Front-ends being used today

According to Jalan, today’s data warehouse must be:

  • Fully Web-deployed, with every end-user and administrative capability usable through a standard Web browser from any location
  • Historically accurate up-to-the-moment so that the longer view of history extends seamlessly to include transactions happening five minutes ago
  • Profoundly distributed to ensure that internal business processes, external data sources, and the far-flung databases are all part of the enterprise data warehouse
  • Dynamically changing in a way that, as we venture into new lines of business and initiate new business contracts, the warehouse smoothly accommodates new data types and interfaces

“Setting the hype aside, it really is becoming a Web world. Not only must we browser-enable our query tools and user interfaces, but we must also change the way that we do business.
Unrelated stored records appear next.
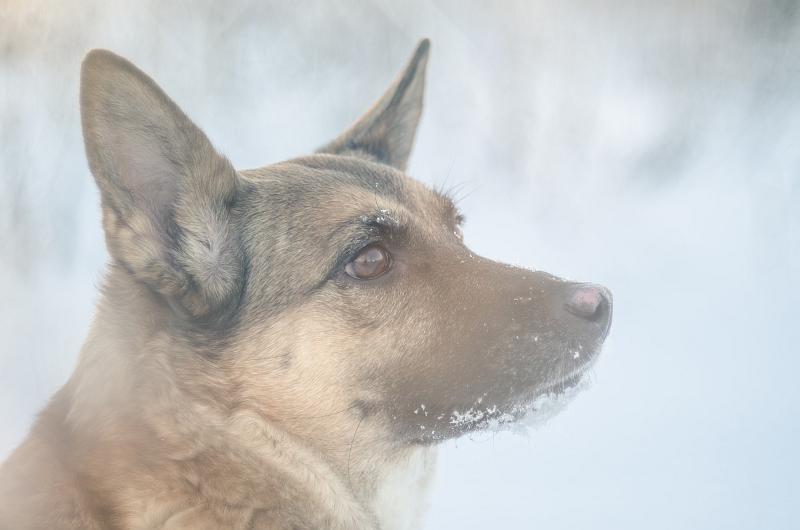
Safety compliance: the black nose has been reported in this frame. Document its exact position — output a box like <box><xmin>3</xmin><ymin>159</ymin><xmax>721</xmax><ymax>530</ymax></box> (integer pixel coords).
<box><xmin>564</xmin><ymin>283</ymin><xmax>611</xmax><ymax>321</ymax></box>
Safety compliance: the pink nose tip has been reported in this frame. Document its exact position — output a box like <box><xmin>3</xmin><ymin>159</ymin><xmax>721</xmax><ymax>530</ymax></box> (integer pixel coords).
<box><xmin>565</xmin><ymin>285</ymin><xmax>603</xmax><ymax>318</ymax></box>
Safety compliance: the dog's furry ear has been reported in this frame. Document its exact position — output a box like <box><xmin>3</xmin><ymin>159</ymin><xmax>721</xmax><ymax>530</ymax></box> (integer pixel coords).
<box><xmin>317</xmin><ymin>39</ymin><xmax>430</xmax><ymax>171</ymax></box>
<box><xmin>80</xmin><ymin>49</ymin><xmax>243</xmax><ymax>320</ymax></box>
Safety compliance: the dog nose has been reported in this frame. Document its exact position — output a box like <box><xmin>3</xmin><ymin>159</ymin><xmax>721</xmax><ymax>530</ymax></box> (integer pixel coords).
<box><xmin>564</xmin><ymin>283</ymin><xmax>611</xmax><ymax>320</ymax></box>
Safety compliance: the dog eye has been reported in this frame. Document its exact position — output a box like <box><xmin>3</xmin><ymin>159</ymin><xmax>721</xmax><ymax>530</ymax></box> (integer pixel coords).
<box><xmin>344</xmin><ymin>246</ymin><xmax>391</xmax><ymax>280</ymax></box>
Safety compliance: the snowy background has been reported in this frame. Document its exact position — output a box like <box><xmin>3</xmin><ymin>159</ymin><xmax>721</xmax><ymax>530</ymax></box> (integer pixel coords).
<box><xmin>0</xmin><ymin>0</ymin><xmax>800</xmax><ymax>530</ymax></box>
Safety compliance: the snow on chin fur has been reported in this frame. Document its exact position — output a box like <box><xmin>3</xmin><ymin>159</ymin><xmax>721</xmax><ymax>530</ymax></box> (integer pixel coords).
<box><xmin>450</xmin><ymin>374</ymin><xmax>591</xmax><ymax>435</ymax></box>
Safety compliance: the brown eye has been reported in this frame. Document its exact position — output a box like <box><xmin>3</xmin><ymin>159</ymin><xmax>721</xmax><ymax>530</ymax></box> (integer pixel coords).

End users can access information using various capabilities including dashboards, score cards, canned reports, ad-hoc analytical tools, alerts etc. Users can use these capabilities on thick clients, browser-based applications and mobile phones,” said Jalan.

Prabhu said, “BI tools remain popular. They provide far more abilities than was the case traditionally. In certain scenarios, depending on the interaction needs of the customer, people are adopting Web 2.0 and small tools are being used that aren't typical BI. It depends on how much is the intended use and how much variation is required.”

“When we implement any presentation layer, it will sit on top of the data warehouse in SQL Server 2008. We would harness SQL Server for the throughout and represent it as a chart, cube, view, widget, KPI definition, dashboard etc. If I define a sales invoice within 1Key, the same query/connection can be reused for the dashboard or the cube etc. It's all a single layer,” said Mehta.

Shankar said, “There's innovation taking place in the conventional BI market in terms of newer and better ways of delivering information. Lightweight apps are emerging. Today the demand is for depicting data in the way that the business wants it and it should look good. Interactive visualization (hover over a map to drill down for e.g.) and contextual BI (depicting the image of an object and information pertaining to various aspects of that object) are two of the methods being used. Lots of things are happening in the Web 2.0 space. BI is also being rendered in mashups. Products provide the flexibility for users to customize portals and use widgets. BI has been about static information. Now many customers are asking, how can I enter my own data against a dashboard so that it goes back to the operational levels of the organization. Mobile devices are coming up fast—the iPad, iPhone and BlackBerry—especially with senior management wanting to be plugged into what's happening on a daily basis. Even if you look at desktop applications, a manager doesn't want to run a specific application. A widget on the desktop shows how a department is doing. These are better ways of integrating with enterprise portals.”

Talking about the heterogeneity in the user interfaces that are being deployed today, Dowlaty commented, “Most successful front ends have been using Rich Internet Application (RIA) technology such as Adobe Flex and Microsoft Silverlight.”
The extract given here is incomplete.